No problem. With a jab of the laser sword, any lock had to open.
The drawer did not contain anything important: fee receipts, purchase vouchers, invoices, payroll stubs.
Mu Shan specifically looked for the kitchen procurement records: 80% were bran, with occasional rice or flour.
There was an old ruler in the drawer, stained with some unknown color, looking pitch black and filthy. Nothing else of value.
Mu Shan left disappointed. Now only the last room remained unsearched.
Behind the red door curtain was a space not much larger than the office, but it was densely packed with wooden cubicles. She counted: one wall had six layers of wooden cubicles stacked up and down.
The cubicles were sealed on the front, back, left, and right sides, with one side open and the top also sealed. The only opening had a ladder for access. By the dimensions, adults could not crawl inside.
Mu Shan wondered what this was when she spotted an old bedsheet in the nearest cubicle to her.
…This turned out to be the nursery’s dormitory.
The moment this realization hit, she felt the room temperature plummet.

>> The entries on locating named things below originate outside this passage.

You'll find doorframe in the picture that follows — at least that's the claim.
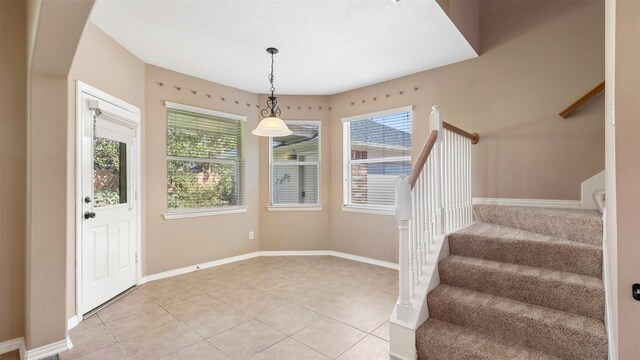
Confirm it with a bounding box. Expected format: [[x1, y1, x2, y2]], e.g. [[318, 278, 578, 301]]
[[74, 80, 142, 323]]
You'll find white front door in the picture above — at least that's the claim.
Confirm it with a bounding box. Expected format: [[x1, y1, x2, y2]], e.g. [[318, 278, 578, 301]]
[[78, 93, 138, 315]]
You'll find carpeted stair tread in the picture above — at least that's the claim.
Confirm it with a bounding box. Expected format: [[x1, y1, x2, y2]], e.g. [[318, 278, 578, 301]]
[[448, 222, 602, 277], [416, 319, 559, 360], [473, 205, 602, 246], [438, 255, 604, 320], [427, 285, 607, 360]]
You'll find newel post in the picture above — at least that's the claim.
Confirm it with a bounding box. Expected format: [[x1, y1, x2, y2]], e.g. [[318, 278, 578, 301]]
[[429, 105, 444, 235], [395, 176, 412, 321]]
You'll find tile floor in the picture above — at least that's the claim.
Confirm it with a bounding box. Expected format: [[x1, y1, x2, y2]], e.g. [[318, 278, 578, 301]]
[[60, 256, 398, 360]]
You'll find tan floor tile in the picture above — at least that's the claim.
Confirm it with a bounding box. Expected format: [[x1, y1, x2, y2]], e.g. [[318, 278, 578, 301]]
[[162, 340, 231, 360], [371, 321, 390, 341], [175, 267, 222, 281], [143, 282, 204, 305], [209, 320, 285, 360], [247, 275, 291, 291], [298, 291, 353, 315], [257, 303, 324, 335], [182, 304, 251, 338], [69, 314, 102, 334], [98, 296, 159, 322], [329, 303, 391, 333], [270, 283, 314, 303], [136, 276, 180, 294], [120, 323, 202, 359], [164, 295, 223, 319], [378, 280, 400, 297], [209, 283, 263, 304], [60, 324, 116, 360], [105, 308, 178, 341], [338, 335, 389, 360], [185, 275, 238, 293], [358, 291, 398, 313], [292, 319, 367, 358], [69, 344, 129, 360], [251, 338, 329, 360], [229, 292, 291, 317]]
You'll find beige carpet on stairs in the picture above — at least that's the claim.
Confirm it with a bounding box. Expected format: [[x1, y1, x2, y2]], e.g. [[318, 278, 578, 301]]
[[416, 205, 607, 360]]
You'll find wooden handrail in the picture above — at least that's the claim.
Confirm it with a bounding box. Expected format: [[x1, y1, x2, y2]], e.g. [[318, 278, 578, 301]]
[[558, 81, 604, 119], [407, 130, 438, 189], [442, 121, 480, 145]]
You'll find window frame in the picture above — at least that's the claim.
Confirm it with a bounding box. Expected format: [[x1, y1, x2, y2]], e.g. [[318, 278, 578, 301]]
[[267, 120, 323, 211], [163, 101, 247, 220], [341, 105, 413, 215]]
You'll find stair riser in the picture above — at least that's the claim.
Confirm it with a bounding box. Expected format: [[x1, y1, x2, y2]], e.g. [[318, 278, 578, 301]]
[[473, 205, 603, 246], [449, 234, 602, 277], [416, 319, 558, 360], [438, 261, 604, 320], [427, 292, 607, 360]]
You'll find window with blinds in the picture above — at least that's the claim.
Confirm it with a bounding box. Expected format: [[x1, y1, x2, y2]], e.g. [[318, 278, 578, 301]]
[[342, 107, 412, 210], [167, 108, 245, 212], [269, 121, 320, 207]]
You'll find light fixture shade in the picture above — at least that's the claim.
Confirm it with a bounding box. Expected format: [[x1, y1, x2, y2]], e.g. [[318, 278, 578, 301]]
[[251, 117, 293, 137]]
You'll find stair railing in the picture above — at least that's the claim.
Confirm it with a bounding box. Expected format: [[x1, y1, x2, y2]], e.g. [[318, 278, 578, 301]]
[[395, 106, 480, 322]]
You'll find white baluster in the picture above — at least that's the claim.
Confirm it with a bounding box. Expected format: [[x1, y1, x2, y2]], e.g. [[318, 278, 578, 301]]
[[420, 167, 431, 260], [411, 181, 422, 284], [467, 141, 473, 224], [395, 176, 413, 321]]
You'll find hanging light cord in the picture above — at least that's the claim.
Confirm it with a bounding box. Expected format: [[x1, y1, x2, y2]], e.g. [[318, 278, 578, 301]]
[[269, 53, 276, 96], [260, 49, 281, 118]]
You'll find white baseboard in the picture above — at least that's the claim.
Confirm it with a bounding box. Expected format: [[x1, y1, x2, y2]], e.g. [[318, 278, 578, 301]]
[[140, 251, 260, 284], [473, 198, 582, 209], [259, 250, 398, 270], [142, 250, 398, 284], [0, 337, 24, 359], [67, 315, 80, 331], [329, 251, 398, 270], [23, 338, 73, 360]]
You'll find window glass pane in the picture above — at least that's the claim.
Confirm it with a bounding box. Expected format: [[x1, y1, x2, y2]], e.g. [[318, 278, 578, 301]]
[[348, 112, 411, 160], [93, 136, 127, 207], [167, 109, 244, 210], [167, 160, 240, 209], [273, 124, 320, 162], [350, 160, 411, 206], [271, 165, 318, 205]]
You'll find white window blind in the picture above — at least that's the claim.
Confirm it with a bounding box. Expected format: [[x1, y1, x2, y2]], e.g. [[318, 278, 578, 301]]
[[269, 121, 320, 206], [167, 108, 245, 212], [343, 108, 411, 210]]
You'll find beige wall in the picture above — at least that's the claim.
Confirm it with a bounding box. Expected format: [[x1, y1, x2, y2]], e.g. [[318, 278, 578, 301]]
[[24, 0, 93, 349], [142, 65, 260, 274], [607, 0, 640, 360], [0, 1, 27, 343], [258, 95, 332, 250], [330, 1, 604, 261], [437, 0, 481, 54], [603, 1, 618, 359], [66, 23, 145, 318]]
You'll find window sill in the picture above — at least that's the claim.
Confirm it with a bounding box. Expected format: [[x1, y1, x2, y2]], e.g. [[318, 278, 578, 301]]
[[162, 206, 247, 220], [267, 205, 322, 212], [342, 205, 396, 215]]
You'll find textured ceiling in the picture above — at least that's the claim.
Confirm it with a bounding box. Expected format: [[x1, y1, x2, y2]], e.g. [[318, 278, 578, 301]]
[[91, 0, 477, 95]]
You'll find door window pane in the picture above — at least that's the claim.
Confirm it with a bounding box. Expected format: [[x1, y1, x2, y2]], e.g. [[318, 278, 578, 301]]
[[93, 136, 127, 207]]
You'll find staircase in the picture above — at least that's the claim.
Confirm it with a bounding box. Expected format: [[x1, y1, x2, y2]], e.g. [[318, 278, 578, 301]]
[[416, 205, 608, 360]]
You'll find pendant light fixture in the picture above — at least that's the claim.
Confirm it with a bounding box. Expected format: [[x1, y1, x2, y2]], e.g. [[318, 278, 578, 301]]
[[251, 48, 293, 137]]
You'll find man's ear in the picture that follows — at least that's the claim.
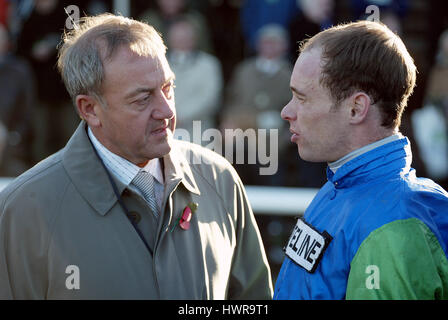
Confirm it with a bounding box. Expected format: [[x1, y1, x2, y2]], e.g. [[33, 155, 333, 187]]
[[76, 94, 101, 127], [350, 92, 372, 124]]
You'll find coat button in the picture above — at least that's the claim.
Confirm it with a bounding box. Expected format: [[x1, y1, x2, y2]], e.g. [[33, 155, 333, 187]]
[[129, 211, 142, 223]]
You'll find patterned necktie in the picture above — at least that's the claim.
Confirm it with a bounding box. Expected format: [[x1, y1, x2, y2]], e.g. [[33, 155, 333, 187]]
[[132, 170, 159, 216]]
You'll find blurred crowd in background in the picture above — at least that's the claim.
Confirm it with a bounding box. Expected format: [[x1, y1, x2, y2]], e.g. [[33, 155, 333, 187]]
[[0, 0, 448, 279]]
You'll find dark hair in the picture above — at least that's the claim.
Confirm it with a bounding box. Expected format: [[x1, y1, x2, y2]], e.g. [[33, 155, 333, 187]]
[[299, 21, 417, 128]]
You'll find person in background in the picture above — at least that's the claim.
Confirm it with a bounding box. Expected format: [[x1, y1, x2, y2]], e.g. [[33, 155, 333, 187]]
[[0, 14, 272, 300], [140, 0, 213, 53], [220, 24, 292, 185], [274, 21, 448, 299], [17, 0, 79, 160]]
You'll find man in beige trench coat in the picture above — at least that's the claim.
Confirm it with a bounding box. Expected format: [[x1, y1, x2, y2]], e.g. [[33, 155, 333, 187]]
[[0, 14, 272, 299]]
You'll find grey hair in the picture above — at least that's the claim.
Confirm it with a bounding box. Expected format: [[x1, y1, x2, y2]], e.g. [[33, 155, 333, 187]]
[[57, 13, 166, 106]]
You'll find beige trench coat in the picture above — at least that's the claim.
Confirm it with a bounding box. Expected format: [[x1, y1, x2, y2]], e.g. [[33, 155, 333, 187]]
[[0, 122, 272, 299]]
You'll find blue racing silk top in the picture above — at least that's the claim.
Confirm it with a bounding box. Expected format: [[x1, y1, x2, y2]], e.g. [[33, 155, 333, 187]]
[[274, 137, 448, 299]]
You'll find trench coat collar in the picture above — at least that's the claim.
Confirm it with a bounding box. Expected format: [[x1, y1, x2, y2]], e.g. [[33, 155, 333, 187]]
[[62, 121, 200, 216]]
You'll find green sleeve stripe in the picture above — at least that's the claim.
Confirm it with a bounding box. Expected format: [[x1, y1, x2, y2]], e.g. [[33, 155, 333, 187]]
[[346, 218, 448, 299]]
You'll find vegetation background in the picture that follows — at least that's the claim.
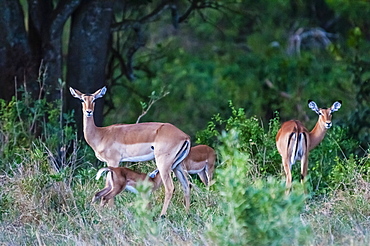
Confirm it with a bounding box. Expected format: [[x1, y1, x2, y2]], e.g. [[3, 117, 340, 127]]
[[0, 0, 370, 245]]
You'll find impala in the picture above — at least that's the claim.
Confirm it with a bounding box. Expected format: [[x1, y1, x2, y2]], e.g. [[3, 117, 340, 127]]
[[92, 145, 216, 206], [92, 167, 162, 206], [70, 87, 190, 217], [182, 145, 216, 186], [149, 145, 216, 186], [276, 100, 342, 189]]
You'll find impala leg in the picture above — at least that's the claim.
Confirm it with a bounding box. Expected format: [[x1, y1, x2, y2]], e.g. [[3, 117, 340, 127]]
[[102, 185, 126, 206], [91, 186, 112, 203], [206, 160, 215, 185], [283, 158, 292, 194], [173, 165, 190, 212], [198, 169, 208, 186], [301, 155, 308, 193], [158, 167, 174, 217]]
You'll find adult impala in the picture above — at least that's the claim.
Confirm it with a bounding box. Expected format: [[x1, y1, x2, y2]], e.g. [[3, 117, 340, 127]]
[[182, 145, 216, 186], [69, 87, 190, 217], [92, 145, 216, 206], [276, 100, 342, 189]]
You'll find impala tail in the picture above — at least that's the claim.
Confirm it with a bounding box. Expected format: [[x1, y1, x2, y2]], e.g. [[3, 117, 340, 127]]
[[95, 167, 110, 180], [288, 132, 308, 168], [172, 140, 190, 170]]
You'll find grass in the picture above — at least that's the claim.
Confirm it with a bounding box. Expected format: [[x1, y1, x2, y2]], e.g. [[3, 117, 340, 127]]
[[0, 93, 370, 246], [0, 139, 370, 245]]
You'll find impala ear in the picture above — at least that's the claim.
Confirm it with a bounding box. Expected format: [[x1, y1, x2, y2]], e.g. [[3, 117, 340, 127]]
[[93, 86, 107, 99], [69, 87, 82, 99], [330, 100, 342, 112], [308, 100, 320, 114]]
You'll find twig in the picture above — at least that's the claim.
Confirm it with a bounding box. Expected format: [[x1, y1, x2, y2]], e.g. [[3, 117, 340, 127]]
[[136, 91, 169, 124]]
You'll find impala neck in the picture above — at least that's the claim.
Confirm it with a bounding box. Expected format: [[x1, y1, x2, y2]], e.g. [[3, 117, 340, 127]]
[[310, 118, 327, 150], [83, 115, 99, 148]]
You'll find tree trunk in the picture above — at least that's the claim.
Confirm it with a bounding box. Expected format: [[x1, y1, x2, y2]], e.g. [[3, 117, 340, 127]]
[[0, 0, 33, 100], [28, 0, 81, 101], [67, 0, 113, 136]]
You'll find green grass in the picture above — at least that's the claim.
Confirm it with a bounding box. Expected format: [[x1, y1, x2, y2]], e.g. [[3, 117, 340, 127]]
[[0, 93, 370, 246]]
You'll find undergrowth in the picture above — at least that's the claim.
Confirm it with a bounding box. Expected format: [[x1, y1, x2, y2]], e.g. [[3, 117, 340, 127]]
[[0, 88, 370, 245]]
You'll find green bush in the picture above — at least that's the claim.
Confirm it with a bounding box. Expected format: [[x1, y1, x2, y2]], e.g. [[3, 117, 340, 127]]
[[209, 129, 310, 245]]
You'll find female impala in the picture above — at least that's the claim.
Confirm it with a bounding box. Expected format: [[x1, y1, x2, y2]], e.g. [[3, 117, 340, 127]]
[[69, 87, 190, 216], [92, 145, 216, 206], [276, 100, 342, 189], [182, 145, 216, 186], [92, 167, 162, 206]]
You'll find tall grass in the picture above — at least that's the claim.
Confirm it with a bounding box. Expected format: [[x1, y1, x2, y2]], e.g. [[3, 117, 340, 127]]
[[0, 89, 370, 245]]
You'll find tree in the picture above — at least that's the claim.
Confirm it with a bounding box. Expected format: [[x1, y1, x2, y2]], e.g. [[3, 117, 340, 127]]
[[0, 0, 220, 135]]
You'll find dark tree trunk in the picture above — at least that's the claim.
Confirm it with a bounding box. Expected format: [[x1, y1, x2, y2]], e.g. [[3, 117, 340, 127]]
[[67, 0, 113, 136], [0, 0, 35, 100], [28, 0, 81, 100]]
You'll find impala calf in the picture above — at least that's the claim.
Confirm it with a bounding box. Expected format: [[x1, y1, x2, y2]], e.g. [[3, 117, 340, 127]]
[[92, 167, 162, 206], [182, 145, 216, 186], [149, 145, 216, 186], [276, 100, 342, 189], [69, 87, 190, 216]]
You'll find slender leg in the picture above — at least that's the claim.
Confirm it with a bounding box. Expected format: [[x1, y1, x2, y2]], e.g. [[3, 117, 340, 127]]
[[301, 154, 308, 193], [283, 158, 292, 194], [198, 169, 208, 186], [173, 165, 190, 212], [156, 161, 174, 217]]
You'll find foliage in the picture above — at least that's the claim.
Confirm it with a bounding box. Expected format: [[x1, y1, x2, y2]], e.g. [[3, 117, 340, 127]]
[[209, 128, 310, 245]]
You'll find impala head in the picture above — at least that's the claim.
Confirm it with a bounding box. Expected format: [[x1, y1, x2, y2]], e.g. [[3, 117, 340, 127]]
[[69, 86, 107, 117], [308, 100, 342, 129]]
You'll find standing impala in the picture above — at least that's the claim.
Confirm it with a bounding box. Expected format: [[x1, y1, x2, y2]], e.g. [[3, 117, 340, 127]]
[[182, 145, 216, 186], [92, 167, 162, 206], [69, 87, 190, 217], [276, 100, 342, 189]]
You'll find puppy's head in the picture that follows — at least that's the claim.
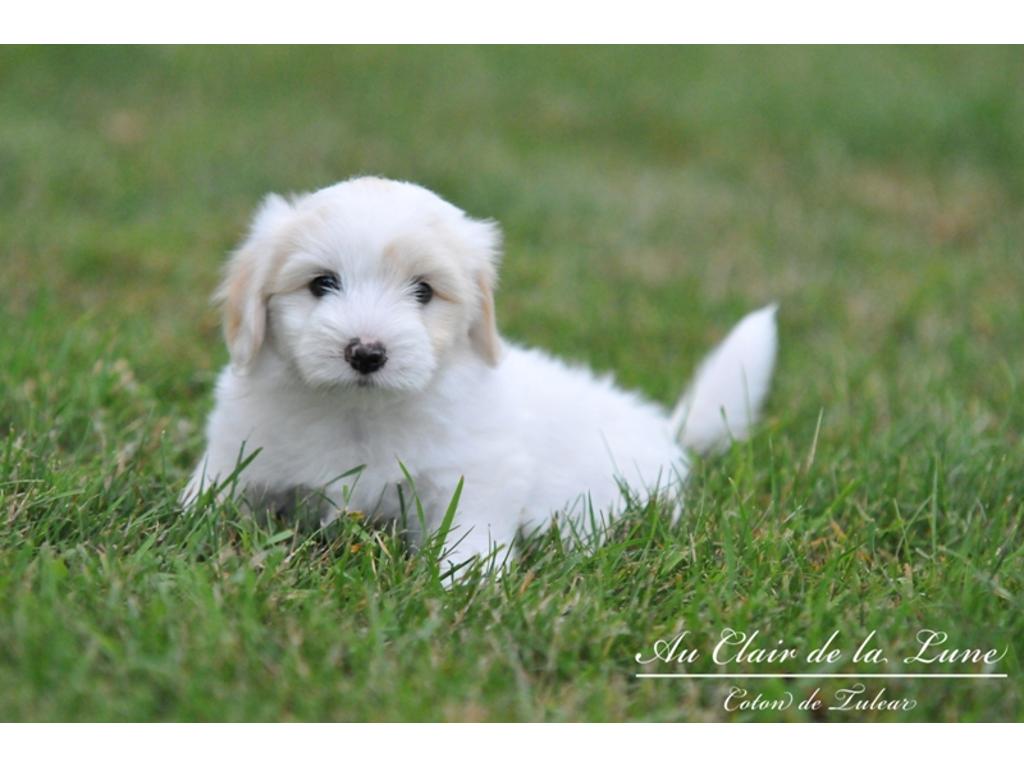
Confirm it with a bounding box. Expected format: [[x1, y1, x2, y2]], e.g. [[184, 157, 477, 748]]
[[218, 178, 501, 391]]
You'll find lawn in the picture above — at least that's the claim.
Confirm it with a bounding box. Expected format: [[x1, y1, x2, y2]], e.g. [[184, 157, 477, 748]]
[[0, 48, 1024, 722]]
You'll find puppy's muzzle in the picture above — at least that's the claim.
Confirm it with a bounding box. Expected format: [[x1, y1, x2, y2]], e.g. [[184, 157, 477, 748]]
[[345, 339, 387, 374]]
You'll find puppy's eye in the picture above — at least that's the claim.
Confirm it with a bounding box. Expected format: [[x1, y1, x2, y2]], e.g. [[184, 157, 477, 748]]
[[309, 272, 341, 299], [413, 280, 434, 304]]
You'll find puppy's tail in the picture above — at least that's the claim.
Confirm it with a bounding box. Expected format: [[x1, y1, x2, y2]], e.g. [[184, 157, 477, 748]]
[[671, 304, 778, 454]]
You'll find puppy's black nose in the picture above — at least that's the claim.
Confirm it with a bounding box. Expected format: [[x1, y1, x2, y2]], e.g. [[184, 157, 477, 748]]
[[345, 339, 387, 374]]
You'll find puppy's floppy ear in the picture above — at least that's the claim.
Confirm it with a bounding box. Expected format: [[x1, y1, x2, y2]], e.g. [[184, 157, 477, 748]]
[[469, 221, 502, 367], [215, 195, 293, 371]]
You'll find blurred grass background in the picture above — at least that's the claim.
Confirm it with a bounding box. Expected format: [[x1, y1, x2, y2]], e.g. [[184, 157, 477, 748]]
[[0, 47, 1024, 719]]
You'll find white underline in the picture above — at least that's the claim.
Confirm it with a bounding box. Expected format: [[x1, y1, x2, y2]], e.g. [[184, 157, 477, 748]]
[[634, 672, 1007, 679]]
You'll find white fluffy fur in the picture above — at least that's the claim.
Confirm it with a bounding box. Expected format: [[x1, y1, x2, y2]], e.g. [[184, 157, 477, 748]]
[[182, 178, 776, 563]]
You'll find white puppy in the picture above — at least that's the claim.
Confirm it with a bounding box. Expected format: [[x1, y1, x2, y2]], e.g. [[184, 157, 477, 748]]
[[182, 178, 776, 564]]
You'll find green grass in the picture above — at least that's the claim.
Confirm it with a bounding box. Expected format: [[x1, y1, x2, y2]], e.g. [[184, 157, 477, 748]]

Those things that did not resemble beds at all were stacked in rows, occupying the entire indoor space.
No air conditioning, no toys, no plants, no view.
Lying in one felt like lying in a coffin.
Even so, this was the only remaining place in the nursery to hide things. Mu Shan’s heart pounded like a drum, “thump thump thump,” the only sound leaping in the silent room.
She took a deep breath, gripped her flashlight, and carefully squatted to check the nearest cubicle.
Most of the “beds” were empty, only lined with filthy old sheets. Occasionally, there were messy scratches, paper wads, or trash.
Mu Shan did not give up. She held her breath almost entirely and climbed the ladder to search the upper cubicles.
The top layer had no sheet. She found adhesive traces on the side wall.
Prying it open, she saw an electric card!
Mu Shan lit up with joy. She quickly tucked the electric card into her waist pouch and prepared to climb down the ladder.
The flashlight beam flashed, illuminating in the cubicle below a pair of pale little feet protruding out.